As stakeholders, we are waiting for the public hearing on this bill. However, since April this year when the Expert Report on this bill was released by Ministry of Trade, there have been no engagements on this Bill by the 9th Parliament’’ says Mariam Akiror of HEPS-Uganda.

“Laws take time to enact as you have to follow so many procedures including the draft being presented before cabinet and even formulating policy and objectives and parliament has many priorities,” says a Uganda Law Reform Commission official. However, ‘big pharma’ interests are always a part of the story.

Mariam Akiror of HEPS Uganda, insists that the Bill as it is would do more harm than good and even suggests that the status quo is preferable as ‘big pharma’ would be hard-pressed to enforce their patents in the current legal regime. In the current Bill, government would need the consent of a patent holder before making a generic drug yet the TRIPS flexibilities permit poor countries to make a copy without permission on account of a public health emergency.

Charles Birungi of UNDP (Uganda) insists that the current Bill is about “enforcement of certain types of intellectual property rights” which are private rights enjoyed mainly by western pharmaceutical giants. Revising the bill would be a boost for Ugandan pharmaceutical industries such as Quality chemicals as it would legalise their production of generics.

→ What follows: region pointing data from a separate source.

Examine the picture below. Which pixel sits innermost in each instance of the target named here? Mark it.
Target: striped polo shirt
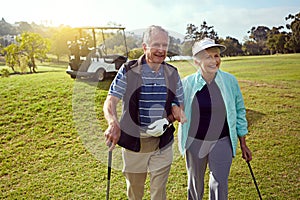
(153, 93)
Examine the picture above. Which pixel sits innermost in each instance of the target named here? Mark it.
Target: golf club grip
(109, 165)
(254, 180)
(108, 174)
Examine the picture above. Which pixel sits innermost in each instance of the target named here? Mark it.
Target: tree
(174, 49)
(205, 31)
(12, 56)
(259, 35)
(276, 40)
(59, 40)
(294, 38)
(30, 46)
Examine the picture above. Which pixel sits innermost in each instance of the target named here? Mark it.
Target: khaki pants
(150, 159)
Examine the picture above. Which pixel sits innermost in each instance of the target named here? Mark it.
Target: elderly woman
(216, 119)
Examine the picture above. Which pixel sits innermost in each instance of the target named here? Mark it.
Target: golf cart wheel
(100, 75)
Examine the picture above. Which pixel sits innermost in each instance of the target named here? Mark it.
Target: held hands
(158, 127)
(112, 135)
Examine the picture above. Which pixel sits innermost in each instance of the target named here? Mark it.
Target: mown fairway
(51, 127)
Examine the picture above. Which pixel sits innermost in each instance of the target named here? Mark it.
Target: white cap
(205, 44)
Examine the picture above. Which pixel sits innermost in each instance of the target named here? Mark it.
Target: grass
(51, 134)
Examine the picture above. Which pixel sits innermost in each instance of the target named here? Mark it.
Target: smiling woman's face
(209, 60)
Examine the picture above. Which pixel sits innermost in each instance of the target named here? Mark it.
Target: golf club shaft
(108, 174)
(252, 174)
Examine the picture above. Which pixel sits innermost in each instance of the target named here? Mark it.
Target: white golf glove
(158, 127)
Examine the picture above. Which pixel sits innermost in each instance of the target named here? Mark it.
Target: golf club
(254, 180)
(108, 173)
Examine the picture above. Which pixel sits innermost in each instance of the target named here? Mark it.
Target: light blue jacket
(234, 103)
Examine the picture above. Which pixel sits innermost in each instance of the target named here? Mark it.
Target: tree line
(23, 43)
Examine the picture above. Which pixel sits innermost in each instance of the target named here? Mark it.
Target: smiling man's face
(156, 50)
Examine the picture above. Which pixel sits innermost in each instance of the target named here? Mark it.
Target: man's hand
(112, 135)
(158, 127)
(179, 114)
(246, 153)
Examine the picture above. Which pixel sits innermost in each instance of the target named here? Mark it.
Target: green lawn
(52, 147)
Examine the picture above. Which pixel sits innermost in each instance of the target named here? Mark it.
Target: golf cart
(86, 61)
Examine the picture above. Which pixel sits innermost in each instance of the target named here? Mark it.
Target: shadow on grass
(253, 116)
(102, 85)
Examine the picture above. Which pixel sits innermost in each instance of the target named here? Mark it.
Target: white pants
(150, 159)
(218, 156)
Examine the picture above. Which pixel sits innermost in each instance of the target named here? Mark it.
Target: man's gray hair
(148, 33)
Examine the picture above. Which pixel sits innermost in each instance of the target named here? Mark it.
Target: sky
(232, 18)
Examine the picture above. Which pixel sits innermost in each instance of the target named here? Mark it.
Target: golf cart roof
(102, 27)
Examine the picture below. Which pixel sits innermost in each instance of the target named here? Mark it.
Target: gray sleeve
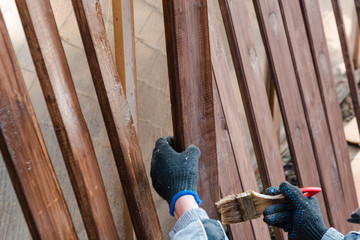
(333, 234)
(195, 224)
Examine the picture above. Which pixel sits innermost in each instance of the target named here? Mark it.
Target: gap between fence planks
(236, 173)
(191, 91)
(69, 123)
(349, 65)
(24, 152)
(315, 29)
(118, 120)
(124, 39)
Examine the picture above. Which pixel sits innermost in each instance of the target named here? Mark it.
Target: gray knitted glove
(174, 174)
(300, 217)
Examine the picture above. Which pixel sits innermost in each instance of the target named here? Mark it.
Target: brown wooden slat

“There are few priorities before Parliament which should take precedence over our very lives as Ugandans. If I was an MP, this bill would be the most important item on the agenda because it affects millions of Ugandans. Look at how many Ugandans are getting infected everyday and how many will need these drugs?’’ Asks a dejected Gertrude Namusisi, 42 who is living positively with HIV/Aids.